For infra-record references contained within the body of the document and not within the Corrigenda sections we used isolated and queried the data using co-occurring keywords semantically identified with corrigenda terminology using direct and regular-expression matches.  (examples “for \w+ read \+” , “[Dd]elete”, “[Rr]eference”, “[Aa]dd\W+”,  “should\W+read” “for date “.)

Identification of a cross-reference was then recorded in cross-reference table consisting of a pair of foreign keys to the Nomenclator names table.

Inter-record references

This form of cross-reference is contained within a single nomenclatural record and refers to a second record within the database.  These references are indicate true nomenclatural commentary and are not corrigenda items.

The nomenclatural records of the NZ have a relatively stable structure consisting of

Name Author Year Publication – Category (Comment) | [Comment]

or less commonly

Name (Comment) | [Comment] Author Year Publication – Category

Nomenclatural comments are nearly always wrapped in parentheses or square brackets.  In some cases comments appeared in both locations within a record.  Cross-references are always contained in one of these nomenclatural comments forms.

The approximately 50,000 nomenclatural, intra-record cross-references are represented with varying degrees of precision and require increasing effort to map them.  The simplest form is represented by the full and unique coupling of a name and authority within a comment column.

Ex: Abala (err. pro Ababa Casey 1897)

In these cases we could isolate directly the name and author and using these as search terms locate the source record with a high degree of accuracy.  These full-qualified forms represented a minority of cross references.  The largest proportion of cross-references made reference only to a prefix or suffix within the comments.

Prefix/Suffix matching

Ex: Abanchogaster (pro -gastra Perkins 1902)  or Abia (emend. pro Ha- Vieillot 1817)

In many cases, the comment only utilizes a prefix or a suffix.  For suffixes, we utilized pattern matching in the names column to determine the root prefix and then attempted to create a name.  If the generated name and authority produced a match we utilized this as the link.  The generalized algorithm for this was as follows:

Examine preceding and succeeding entries in the table to find a common prefix.

Abanchogastra

Fullname Calculated Prefix

Aban

 

Abanchogastra

 Aban

Abanchogastra

 

Ablepharipus
Ablepharis Ablepha
Ablepharon

 The root prefix is then used within a regular expression to look for names that match the root and the suffix.
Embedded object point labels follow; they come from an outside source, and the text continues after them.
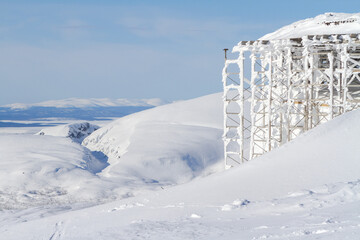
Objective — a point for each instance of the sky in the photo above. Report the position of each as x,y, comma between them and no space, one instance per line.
131,49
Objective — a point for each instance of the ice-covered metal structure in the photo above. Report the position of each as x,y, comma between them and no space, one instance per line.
277,89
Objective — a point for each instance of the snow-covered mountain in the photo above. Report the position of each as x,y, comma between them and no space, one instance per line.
328,23
169,144
75,131
91,102
308,188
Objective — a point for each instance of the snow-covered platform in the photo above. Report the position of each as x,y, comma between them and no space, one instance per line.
296,83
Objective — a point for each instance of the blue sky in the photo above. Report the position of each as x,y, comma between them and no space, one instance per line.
131,49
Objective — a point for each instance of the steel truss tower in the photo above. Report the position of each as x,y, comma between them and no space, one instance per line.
295,85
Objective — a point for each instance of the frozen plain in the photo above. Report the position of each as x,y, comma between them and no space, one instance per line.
306,189
164,177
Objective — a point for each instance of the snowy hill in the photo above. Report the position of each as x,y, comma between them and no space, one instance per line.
43,170
168,144
328,23
309,188
75,131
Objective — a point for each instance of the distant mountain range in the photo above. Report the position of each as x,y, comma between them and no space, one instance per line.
74,108
86,103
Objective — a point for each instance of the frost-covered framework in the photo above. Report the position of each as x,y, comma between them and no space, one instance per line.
295,85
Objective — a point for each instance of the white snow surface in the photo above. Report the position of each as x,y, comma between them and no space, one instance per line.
42,170
307,189
328,23
77,131
91,102
170,144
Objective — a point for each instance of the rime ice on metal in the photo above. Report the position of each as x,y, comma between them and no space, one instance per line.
295,85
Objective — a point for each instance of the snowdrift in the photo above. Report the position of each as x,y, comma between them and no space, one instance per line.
324,155
168,144
308,188
42,170
75,131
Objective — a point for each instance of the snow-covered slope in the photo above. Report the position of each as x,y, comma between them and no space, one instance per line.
309,188
328,23
91,102
75,131
168,144
42,170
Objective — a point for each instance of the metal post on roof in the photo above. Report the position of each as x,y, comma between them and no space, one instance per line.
225,50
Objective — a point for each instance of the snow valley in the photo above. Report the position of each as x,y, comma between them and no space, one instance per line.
144,169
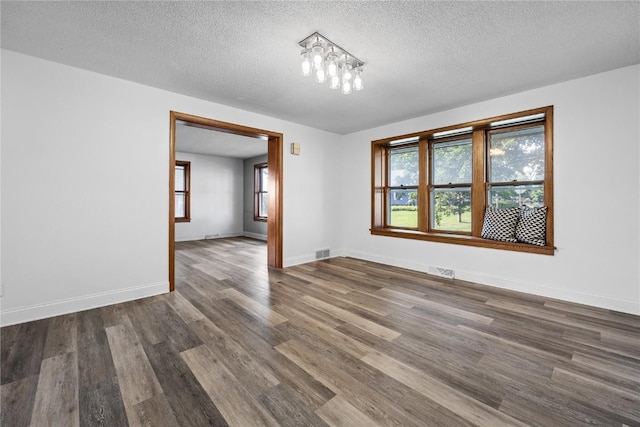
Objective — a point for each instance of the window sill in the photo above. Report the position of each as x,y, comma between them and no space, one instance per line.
457,239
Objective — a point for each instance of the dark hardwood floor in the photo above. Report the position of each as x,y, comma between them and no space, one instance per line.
339,342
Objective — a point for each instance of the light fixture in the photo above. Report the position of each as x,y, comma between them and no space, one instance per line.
347,85
306,62
340,68
357,80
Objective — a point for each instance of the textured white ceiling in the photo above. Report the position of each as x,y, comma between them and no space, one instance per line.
421,57
198,140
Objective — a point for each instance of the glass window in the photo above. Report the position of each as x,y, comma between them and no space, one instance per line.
261,195
182,197
402,193
436,185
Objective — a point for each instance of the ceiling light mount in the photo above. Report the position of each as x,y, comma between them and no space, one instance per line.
329,62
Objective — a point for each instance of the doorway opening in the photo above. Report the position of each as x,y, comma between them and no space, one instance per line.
274,193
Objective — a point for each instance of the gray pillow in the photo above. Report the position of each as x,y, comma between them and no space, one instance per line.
500,224
532,226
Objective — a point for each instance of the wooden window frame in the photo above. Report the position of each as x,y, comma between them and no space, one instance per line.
257,191
479,131
186,192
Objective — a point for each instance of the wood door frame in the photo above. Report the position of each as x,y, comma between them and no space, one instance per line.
275,162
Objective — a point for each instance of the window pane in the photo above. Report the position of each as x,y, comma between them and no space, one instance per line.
517,155
403,166
507,196
263,206
180,178
180,212
264,178
451,209
403,209
452,162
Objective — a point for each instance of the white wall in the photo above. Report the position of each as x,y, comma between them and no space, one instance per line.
85,187
251,227
596,193
216,197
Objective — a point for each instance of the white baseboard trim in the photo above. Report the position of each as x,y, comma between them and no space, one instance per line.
219,236
255,236
548,291
72,305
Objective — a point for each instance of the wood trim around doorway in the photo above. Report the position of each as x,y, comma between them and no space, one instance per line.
275,162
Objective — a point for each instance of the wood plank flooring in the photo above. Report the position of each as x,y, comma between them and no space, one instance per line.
339,342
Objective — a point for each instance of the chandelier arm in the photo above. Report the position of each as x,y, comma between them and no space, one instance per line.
354,60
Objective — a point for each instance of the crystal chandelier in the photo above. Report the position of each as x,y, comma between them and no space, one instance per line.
328,62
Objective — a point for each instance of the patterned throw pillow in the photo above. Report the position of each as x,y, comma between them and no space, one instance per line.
532,226
500,224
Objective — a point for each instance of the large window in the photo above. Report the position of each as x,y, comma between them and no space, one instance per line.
261,197
182,187
436,185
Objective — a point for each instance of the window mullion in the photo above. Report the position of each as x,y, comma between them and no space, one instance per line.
423,195
479,175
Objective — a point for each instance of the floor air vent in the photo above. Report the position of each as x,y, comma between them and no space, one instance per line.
442,272
322,253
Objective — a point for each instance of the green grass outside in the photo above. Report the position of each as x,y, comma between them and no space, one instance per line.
448,223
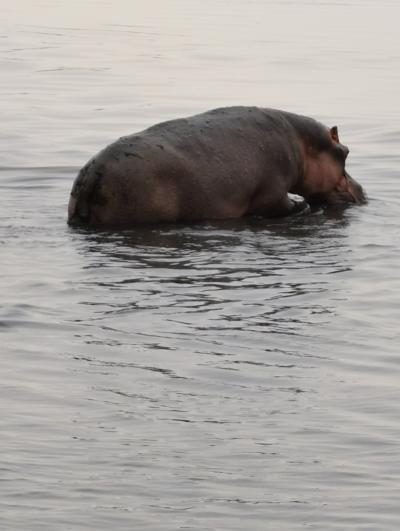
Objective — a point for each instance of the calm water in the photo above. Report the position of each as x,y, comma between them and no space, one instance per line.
231,376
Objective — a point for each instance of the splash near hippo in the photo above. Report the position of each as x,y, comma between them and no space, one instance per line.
225,163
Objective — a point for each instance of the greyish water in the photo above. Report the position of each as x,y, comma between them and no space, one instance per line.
218,376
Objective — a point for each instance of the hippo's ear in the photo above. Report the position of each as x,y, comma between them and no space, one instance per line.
334,133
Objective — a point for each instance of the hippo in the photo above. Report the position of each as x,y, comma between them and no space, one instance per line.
224,163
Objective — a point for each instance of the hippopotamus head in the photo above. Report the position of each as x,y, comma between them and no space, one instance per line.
325,179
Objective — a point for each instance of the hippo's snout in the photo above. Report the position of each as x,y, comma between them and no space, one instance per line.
353,190
78,212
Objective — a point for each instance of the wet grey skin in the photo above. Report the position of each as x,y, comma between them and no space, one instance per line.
225,163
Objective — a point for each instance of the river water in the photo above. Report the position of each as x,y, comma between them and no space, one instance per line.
219,376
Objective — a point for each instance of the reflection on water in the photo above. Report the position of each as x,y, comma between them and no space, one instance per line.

The first expression seeks to make a match of the prefix+suffix with no intermediate text forms. If the expression resulted in a match and the authority and year also matched we assumed the expression located the valid record.
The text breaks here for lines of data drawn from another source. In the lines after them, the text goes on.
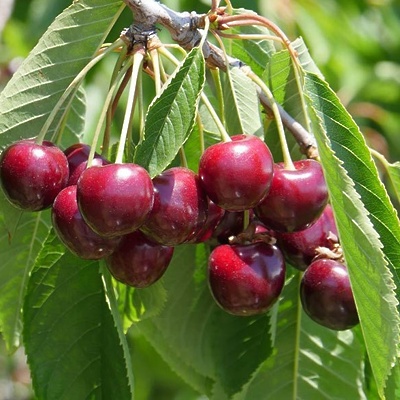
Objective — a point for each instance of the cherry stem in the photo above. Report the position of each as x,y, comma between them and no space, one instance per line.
111,109
74,86
220,96
287,159
138,57
107,102
250,19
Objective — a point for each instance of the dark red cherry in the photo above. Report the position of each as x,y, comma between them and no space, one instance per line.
299,247
246,279
74,232
180,207
33,174
77,156
296,198
138,261
326,295
237,175
115,199
231,224
214,216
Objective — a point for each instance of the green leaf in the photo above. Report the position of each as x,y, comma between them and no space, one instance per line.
138,304
66,47
242,110
256,52
309,361
202,343
21,239
368,226
72,344
170,117
393,171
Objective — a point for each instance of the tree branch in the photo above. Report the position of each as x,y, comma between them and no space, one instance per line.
185,29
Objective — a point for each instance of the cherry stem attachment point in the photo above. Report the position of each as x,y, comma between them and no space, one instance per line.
138,57
287,159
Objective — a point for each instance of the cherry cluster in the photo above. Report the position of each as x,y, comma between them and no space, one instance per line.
117,212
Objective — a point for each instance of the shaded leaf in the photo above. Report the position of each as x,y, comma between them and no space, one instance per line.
27,100
66,47
73,348
138,304
203,344
170,117
309,361
21,239
368,226
242,110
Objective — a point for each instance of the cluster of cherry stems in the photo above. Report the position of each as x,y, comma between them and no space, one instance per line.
118,213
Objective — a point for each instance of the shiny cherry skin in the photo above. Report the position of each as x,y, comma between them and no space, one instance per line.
138,261
77,156
33,174
326,295
214,216
246,279
74,232
299,247
237,175
115,199
296,198
180,207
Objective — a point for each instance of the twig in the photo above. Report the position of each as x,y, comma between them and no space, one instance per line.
184,28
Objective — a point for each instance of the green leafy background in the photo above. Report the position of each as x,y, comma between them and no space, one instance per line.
71,317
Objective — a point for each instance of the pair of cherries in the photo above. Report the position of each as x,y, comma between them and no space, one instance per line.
116,211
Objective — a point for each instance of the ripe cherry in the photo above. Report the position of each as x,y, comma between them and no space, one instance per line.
296,198
138,261
77,156
214,216
231,224
33,174
299,247
180,207
115,199
237,175
246,279
326,295
74,232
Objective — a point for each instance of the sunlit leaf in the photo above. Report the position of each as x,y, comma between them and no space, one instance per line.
309,361
197,347
368,226
242,111
73,348
171,116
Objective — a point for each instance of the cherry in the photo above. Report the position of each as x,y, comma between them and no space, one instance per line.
138,261
77,156
237,175
326,295
33,174
231,224
180,207
214,216
115,199
299,247
74,232
246,279
296,198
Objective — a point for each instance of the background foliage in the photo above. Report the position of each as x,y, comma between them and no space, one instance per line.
360,58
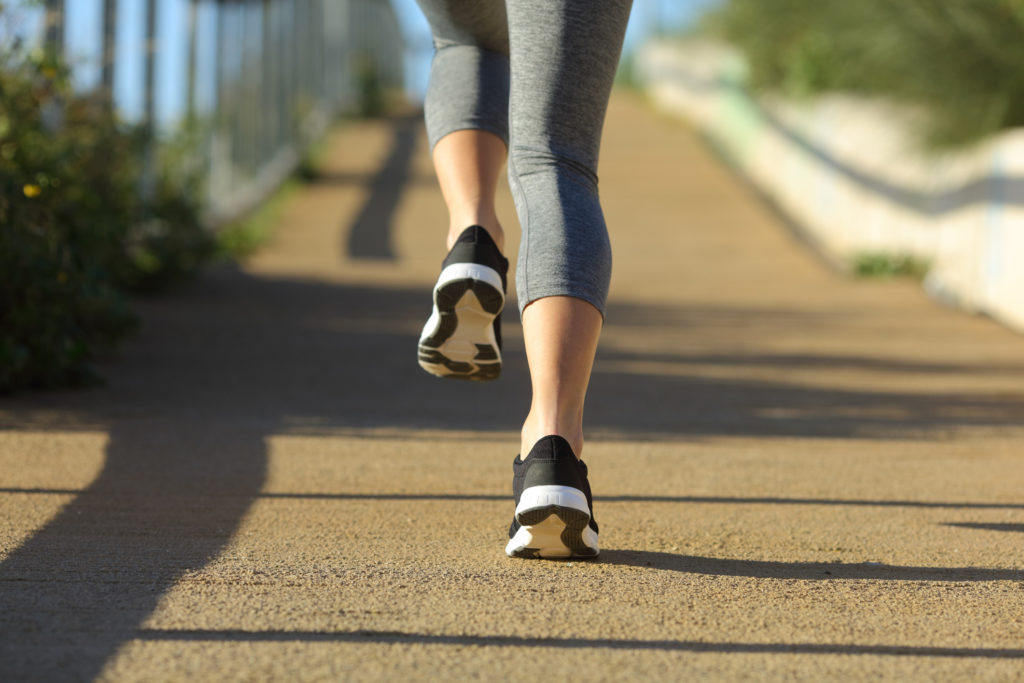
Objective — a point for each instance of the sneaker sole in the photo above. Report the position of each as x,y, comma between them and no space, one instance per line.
554,524
458,340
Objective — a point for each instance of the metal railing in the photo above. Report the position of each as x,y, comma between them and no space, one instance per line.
262,79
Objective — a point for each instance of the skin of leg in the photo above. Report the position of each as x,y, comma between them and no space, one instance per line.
468,164
560,335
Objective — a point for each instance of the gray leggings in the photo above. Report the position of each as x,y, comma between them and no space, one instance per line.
538,74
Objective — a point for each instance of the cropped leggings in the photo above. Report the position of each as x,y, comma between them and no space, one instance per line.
538,74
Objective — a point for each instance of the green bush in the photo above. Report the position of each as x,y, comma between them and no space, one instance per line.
75,233
962,61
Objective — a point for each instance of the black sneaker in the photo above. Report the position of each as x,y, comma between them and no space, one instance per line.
463,337
554,512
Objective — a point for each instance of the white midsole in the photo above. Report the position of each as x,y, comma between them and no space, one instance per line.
541,497
547,539
470,271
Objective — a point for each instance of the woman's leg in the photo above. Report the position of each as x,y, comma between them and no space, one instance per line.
467,124
468,164
467,109
563,59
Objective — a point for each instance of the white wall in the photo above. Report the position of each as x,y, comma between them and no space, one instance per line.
849,172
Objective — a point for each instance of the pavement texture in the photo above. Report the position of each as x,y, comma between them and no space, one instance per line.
798,476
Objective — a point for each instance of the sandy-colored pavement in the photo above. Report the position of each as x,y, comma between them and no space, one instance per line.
798,476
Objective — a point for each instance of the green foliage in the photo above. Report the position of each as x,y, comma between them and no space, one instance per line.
961,60
75,233
884,265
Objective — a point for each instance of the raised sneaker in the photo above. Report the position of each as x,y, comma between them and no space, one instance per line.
463,338
554,511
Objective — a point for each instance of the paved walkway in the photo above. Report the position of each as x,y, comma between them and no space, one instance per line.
798,475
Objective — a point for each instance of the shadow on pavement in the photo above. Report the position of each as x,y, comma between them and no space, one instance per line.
801,570
235,359
390,637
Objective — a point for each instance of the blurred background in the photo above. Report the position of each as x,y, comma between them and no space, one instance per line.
136,135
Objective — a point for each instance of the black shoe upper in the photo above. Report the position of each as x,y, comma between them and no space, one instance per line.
475,245
551,462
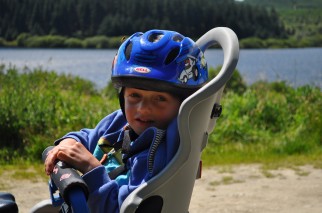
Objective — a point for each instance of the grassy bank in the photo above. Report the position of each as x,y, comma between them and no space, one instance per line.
265,122
100,42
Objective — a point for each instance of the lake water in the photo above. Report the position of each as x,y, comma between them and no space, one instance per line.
296,66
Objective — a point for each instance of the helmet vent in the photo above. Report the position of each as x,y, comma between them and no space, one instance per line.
128,50
177,38
145,58
155,37
172,55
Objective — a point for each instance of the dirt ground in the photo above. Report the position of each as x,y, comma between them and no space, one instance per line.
231,189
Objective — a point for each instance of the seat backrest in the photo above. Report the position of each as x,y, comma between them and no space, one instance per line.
171,189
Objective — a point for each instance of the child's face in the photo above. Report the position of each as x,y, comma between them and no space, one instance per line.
145,108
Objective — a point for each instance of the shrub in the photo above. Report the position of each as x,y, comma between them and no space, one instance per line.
38,107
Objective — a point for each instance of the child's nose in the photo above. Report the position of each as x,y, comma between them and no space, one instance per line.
145,106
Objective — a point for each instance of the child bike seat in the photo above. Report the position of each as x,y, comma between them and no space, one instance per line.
171,189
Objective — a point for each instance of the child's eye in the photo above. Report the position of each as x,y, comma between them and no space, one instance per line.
160,98
134,95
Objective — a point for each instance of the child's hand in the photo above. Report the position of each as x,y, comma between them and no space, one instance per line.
73,153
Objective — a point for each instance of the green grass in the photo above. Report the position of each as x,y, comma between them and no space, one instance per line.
268,123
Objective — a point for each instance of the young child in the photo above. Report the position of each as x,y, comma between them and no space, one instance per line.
153,72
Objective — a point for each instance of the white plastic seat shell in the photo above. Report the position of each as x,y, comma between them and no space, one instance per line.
175,183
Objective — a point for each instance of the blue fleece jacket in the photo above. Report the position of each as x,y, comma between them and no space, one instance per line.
107,195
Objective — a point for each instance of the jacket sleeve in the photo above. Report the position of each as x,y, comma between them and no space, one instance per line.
90,137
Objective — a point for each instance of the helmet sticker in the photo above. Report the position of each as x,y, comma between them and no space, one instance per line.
142,69
190,70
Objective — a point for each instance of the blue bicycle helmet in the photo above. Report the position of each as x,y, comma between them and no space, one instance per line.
160,60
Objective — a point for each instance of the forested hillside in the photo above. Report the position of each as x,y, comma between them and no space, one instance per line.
86,18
If no match was identified with a direct mapping of suffix and prefix then the query was expanded to include intermediate text forms.

Aban[A-z]+gastra

This only proved necessary in a very few cases. In most cases the direct mapping revealed the name and a match of the name and authority eliminated all other possible homonymous records. In this was we were able to account for 36,808 cross-references out of 60,086 recording containing comments of any kind.

Genus name was matched but no direct match in the authority column

 Ex. Interramma (pro Interamma Walker 1870)
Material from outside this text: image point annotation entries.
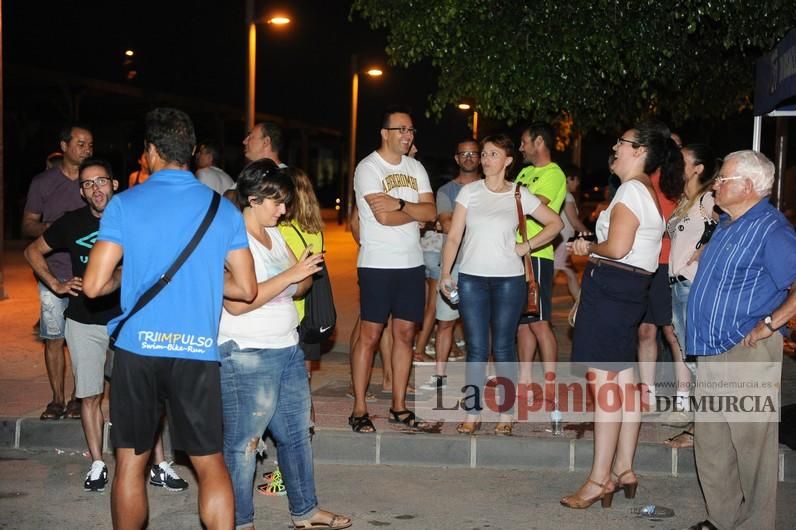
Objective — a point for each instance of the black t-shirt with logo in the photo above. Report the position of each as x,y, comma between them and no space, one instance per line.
76,232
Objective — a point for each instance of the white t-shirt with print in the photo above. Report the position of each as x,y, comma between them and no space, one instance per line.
272,325
389,247
491,229
647,243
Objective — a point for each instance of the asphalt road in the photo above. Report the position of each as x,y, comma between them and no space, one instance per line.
44,490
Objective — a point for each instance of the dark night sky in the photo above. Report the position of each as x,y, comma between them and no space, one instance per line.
198,48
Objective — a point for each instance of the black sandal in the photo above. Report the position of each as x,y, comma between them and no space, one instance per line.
406,417
361,424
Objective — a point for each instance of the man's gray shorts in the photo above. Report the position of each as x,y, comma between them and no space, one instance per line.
88,344
51,325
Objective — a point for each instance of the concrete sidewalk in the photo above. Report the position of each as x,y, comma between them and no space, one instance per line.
24,391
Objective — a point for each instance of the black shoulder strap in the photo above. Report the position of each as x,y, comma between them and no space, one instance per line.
304,241
164,280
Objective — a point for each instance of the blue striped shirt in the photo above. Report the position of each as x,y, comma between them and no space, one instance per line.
743,275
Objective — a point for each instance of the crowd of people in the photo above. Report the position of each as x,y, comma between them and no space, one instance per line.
197,323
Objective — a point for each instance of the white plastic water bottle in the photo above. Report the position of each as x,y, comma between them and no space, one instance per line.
556,422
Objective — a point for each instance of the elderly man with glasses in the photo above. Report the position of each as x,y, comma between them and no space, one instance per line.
743,294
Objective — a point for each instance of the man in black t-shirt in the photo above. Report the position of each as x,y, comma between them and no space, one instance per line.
86,318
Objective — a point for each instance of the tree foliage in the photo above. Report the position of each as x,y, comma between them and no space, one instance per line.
604,62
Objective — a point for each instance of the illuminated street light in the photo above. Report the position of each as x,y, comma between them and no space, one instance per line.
352,144
251,73
464,105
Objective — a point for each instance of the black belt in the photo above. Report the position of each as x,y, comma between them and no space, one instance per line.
611,263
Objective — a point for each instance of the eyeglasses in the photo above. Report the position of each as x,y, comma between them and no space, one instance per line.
403,129
98,182
721,179
634,145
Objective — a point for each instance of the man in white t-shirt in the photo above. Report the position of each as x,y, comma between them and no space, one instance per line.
393,194
207,172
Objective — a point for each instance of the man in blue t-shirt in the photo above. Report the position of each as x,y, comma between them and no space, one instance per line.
743,294
166,353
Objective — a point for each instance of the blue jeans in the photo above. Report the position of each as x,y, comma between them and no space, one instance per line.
491,305
267,389
680,292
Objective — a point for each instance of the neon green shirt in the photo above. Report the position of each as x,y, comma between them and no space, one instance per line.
294,243
550,182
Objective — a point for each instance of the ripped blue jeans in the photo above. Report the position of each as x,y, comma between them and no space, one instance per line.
267,389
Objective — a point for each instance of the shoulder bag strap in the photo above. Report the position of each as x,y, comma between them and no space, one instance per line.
529,276
169,274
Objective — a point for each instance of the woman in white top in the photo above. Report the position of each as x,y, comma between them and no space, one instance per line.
491,280
690,227
613,300
263,379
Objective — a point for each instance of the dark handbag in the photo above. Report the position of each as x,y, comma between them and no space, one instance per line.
320,315
165,279
532,307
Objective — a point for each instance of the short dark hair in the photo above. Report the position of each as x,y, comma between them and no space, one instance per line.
663,153
263,179
274,132
65,134
503,141
393,109
171,132
211,148
90,162
546,131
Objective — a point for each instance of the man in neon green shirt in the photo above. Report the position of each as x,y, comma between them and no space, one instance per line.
544,179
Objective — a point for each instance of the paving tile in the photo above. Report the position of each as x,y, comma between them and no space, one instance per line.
58,434
344,447
522,453
425,450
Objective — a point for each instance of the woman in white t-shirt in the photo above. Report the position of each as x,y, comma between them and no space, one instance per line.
613,301
263,379
690,227
491,282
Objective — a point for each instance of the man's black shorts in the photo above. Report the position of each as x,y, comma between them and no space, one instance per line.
189,390
659,307
543,272
397,292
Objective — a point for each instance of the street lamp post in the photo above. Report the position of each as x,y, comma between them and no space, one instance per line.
352,144
468,106
251,71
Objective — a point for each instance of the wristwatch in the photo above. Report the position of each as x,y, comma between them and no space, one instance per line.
767,321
In some cases the reference record was identical in name but there were variations in the authority so that it did not exactly match the reference string.  In the case above, the record for Interamma contained an authority field "Walker [1868]" where the date was cited differently.

Case: A record contains a cross reference but the no record in the listing matches the spelling contained in the cross reference.

Fidelity in the authority column, similar genus name

For example 45666 Compastes references "(n.n. pro Pheropus Thunberg 1815)"

No record for Pheropus exists but there is a Pteropus Thunberg 1815.  We used a hash to identify similar names with identical authorities to narrow down the list of possible candidates for a final manual cross-reference.

Too much ambiguity

Ex. Record 1483 Achamarchis contains no author or publication or taxonomic grouping and contains a cross reference "see Acamarchis".  The name Acamarchis is represented by two records with two different taxonomic categories (Verm and a Bry.)